The volunteers help Rescue Mission overnighters and residents, and the homeless, but will assist anyone in need, Barnes said. Last week, for instance, an older man from the neighborhood brought in his nephew's scooter, which had a flat, and Barnes gladly repaired it.
"He doesn't ask for thanks or anything back in return," said Fabian Regalado, 49, a Rescue Mission resident whose bike got a new brake cable, reflector and crankshaft repair.
About five years ago, Barnes volunteered at the Rescue Mission on Thanksgiving Day and noticed dozens of bicycles, only to be told that most of them didn't work.
He contacted Dave Freitas, retired owner of Wilson's Cyclery bike store, and the two men started showing up once a month with tools and parts to fix bikes for free.
This summer, the program went weekly — for a time, they worked out of the nearby Lincoln Oval park where many homeless congregate — and they're repairing about 25 bikes a week. They work from 8:45 to 11:45 a.m.
Volunteers include retired businessman Mike Robertson, retired teacher Rick McFarlane, bike shop owner Carlos Flores of Cyclery Xpress and retired contractor Andre Cloutier.
The No. 1 hurdle is covering the cost of bicycle parts, both new and used, such as tubes, tires and brakes, Barnes said.
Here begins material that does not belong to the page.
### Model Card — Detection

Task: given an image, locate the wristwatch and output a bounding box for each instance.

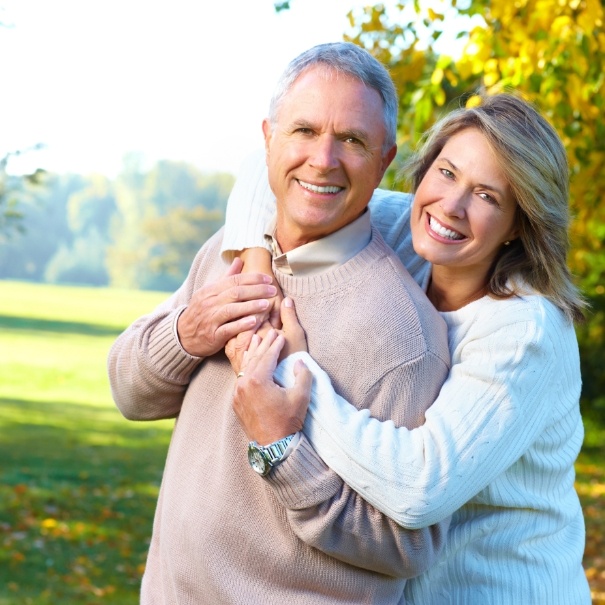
[248,433,296,477]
The repair crew will scrounge parts from broken-down bikes, but all have dug into their own pockets to keep the program alive.
Barnes is reaching out to the community for support; the Visalia Breakfast Rotary Club recently pledged $1,000, which covered tools and six months of parts, he said.
Getting around town on a bike beats walking and saves money on bus fare, said those getting their bicycles repaired.
"I wouldn't be on the move if not for them," said Shawn Whipple, 47, a Rescue Mission resident and volunteer who uses his bicycle to get to drug court.
Dave Moore, 61, formerly homeless but now staying with friends, stopped in to borrow an Allen wrench to adjust a shifter lever.
"These guys are great," he said spontaneously.
The appreciation works both ways, said McFarlane, a volunteer for several months. "You'd be shocked how much they thank you," McFarlane said. "I've had so many people be grateful."